Hopefully some of you kind people can give me the facts if you know the answer.

thanks


----------



## BBCWatcher (Dec 28, 2012)

Nope. Unemployed people without earned income don't pay U.S. Social Security contributions, inside or outside the United States, self-employed or not.(*) Moreover, the U.K. and the U.S. have a social security treaty, so even if you're self-employed in the U.K. you don't have to make U.S. Social Security contributions provided you're making U.K. NI contributions.

That said, your instinct may not a good one, actually. "If only you were so lucky." U.S. Social Security is a _fantastic_ program for those who can get a couple years (or more) into it at relatively low (but non-trivial) contribution levels -- much better than U.K. NI. It's actuarily designed to be very generous to relatively low wage contributors, especially those with non-contributing spouses (same sex or opposite sex, and not necessarily in the present but at least in the future when retired). So if you are or appear to be in that cohort from the perspective of U.S. Social Security, and if you are required to contribute into that system, that's not a bad thing at all. You tend to get much more from the system than you put into it in such circumstances.
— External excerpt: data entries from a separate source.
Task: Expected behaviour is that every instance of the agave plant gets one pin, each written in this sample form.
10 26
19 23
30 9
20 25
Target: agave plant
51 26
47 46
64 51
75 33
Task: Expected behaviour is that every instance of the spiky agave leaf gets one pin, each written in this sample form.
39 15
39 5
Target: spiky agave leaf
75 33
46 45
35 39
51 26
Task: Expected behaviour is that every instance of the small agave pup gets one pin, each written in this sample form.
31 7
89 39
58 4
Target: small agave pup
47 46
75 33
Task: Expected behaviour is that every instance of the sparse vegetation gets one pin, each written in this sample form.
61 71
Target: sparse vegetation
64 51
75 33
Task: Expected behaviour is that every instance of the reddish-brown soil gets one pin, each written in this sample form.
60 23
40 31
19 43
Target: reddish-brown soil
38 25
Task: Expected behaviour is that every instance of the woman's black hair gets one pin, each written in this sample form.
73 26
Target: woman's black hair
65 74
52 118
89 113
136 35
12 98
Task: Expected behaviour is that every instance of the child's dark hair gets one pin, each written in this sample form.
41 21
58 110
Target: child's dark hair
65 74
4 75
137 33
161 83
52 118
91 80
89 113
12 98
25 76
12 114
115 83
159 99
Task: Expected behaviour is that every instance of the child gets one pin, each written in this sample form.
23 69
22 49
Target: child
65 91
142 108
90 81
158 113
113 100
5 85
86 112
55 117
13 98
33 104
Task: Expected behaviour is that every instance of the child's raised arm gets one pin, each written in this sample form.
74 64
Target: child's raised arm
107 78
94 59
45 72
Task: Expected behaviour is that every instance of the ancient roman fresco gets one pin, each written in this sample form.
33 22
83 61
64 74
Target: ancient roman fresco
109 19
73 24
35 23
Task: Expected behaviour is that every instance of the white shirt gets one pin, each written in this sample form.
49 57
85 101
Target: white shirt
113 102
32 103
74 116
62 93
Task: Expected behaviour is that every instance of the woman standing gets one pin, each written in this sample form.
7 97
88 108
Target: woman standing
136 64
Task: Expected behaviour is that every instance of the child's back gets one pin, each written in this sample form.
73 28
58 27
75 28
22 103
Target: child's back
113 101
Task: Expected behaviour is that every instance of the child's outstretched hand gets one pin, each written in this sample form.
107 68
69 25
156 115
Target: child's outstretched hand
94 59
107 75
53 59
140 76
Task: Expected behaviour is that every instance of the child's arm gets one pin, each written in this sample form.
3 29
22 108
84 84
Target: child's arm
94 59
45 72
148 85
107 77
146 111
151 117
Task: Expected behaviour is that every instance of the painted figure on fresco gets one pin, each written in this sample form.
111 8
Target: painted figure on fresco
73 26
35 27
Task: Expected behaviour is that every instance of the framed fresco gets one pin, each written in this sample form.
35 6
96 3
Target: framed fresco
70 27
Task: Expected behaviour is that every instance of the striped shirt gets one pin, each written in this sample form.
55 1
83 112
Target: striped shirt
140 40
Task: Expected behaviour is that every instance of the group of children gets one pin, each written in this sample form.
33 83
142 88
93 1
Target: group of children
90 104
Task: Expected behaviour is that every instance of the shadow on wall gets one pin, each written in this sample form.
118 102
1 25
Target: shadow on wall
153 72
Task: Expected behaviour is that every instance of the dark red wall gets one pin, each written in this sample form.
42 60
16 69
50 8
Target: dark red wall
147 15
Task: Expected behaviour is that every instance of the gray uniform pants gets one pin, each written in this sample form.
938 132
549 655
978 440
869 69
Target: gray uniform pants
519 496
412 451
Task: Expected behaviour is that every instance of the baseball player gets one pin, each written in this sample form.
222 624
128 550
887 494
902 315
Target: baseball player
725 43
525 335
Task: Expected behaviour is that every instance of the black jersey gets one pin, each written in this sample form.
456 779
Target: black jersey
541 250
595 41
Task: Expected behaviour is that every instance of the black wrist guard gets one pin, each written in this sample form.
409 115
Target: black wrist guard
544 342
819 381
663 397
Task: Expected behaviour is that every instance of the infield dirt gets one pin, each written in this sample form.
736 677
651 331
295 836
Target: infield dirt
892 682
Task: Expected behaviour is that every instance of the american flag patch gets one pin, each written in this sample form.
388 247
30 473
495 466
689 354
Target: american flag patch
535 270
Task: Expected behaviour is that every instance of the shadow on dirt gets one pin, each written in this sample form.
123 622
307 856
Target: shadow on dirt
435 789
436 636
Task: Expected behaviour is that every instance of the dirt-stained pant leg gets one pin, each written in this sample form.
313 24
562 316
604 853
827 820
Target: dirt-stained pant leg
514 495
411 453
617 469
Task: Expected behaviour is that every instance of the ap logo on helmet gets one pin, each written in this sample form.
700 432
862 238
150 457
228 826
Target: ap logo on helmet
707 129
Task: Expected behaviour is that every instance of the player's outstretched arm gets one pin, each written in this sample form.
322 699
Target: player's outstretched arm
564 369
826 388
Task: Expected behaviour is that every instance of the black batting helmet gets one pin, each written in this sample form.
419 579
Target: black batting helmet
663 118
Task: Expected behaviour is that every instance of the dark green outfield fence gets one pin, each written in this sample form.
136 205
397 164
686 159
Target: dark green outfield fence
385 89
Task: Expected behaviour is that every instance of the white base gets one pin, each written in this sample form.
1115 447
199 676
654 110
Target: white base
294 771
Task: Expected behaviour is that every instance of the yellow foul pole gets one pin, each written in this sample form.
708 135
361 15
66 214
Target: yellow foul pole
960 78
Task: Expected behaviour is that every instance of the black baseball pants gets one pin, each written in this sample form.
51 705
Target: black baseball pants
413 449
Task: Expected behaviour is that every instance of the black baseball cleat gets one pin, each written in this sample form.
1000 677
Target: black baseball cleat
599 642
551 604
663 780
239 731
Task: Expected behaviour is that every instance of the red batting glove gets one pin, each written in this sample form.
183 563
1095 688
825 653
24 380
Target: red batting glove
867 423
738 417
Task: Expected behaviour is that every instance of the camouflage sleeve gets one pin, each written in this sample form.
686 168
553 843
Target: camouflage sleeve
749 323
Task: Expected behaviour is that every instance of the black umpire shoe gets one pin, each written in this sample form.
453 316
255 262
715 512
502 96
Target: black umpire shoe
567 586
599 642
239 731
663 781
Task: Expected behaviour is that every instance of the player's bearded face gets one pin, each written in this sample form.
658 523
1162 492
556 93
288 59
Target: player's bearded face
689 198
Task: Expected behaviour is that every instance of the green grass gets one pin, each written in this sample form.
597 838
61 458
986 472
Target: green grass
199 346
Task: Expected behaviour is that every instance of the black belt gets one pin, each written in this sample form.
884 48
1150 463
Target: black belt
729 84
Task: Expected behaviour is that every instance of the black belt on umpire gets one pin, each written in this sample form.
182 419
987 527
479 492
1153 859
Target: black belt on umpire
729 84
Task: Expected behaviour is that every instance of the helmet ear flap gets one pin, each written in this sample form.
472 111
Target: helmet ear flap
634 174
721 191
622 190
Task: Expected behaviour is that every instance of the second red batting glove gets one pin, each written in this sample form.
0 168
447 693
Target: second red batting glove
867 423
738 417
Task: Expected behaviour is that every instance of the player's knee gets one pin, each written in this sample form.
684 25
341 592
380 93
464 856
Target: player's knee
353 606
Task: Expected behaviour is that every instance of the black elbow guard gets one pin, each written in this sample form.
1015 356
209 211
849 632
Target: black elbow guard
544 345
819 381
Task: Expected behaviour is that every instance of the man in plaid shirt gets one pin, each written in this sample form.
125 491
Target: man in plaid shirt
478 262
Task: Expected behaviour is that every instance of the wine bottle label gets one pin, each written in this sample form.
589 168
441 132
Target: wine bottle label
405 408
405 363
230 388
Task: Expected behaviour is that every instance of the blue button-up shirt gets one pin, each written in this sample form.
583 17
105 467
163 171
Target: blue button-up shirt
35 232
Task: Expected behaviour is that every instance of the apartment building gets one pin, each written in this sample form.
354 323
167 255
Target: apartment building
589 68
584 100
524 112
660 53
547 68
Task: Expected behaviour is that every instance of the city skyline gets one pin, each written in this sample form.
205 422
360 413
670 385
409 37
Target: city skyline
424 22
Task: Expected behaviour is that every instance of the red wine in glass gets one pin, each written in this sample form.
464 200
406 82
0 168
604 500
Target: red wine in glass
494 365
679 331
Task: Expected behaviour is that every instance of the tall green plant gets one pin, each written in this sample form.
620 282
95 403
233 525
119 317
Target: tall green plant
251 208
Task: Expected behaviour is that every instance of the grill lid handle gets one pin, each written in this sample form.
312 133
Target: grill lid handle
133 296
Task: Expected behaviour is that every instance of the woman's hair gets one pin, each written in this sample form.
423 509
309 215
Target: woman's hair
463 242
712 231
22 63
(*) "Arguable" Medicare exception: the Net Investment Income Tax. That's really a passive income surtax even though it's earmarked for Medicare from a funding perspective. If you have to pay only the NIIT it doesn't help you qualify for U.S. Medicare. You have to hit fairly high income levels to owe any NIIT -- possible if you're unemployed but not particularly common.


----------



## celticweb (Mar 26, 2016)

Thank you BBCWatcher
You always seem to know about every subject. What an asset to the forum.

So are you saying even if I pay something like 5 years into the Social Security system I can get something out of it later on? I am not trying to get something I don't deserve, just trying to find out if I deserve something with so little contributions.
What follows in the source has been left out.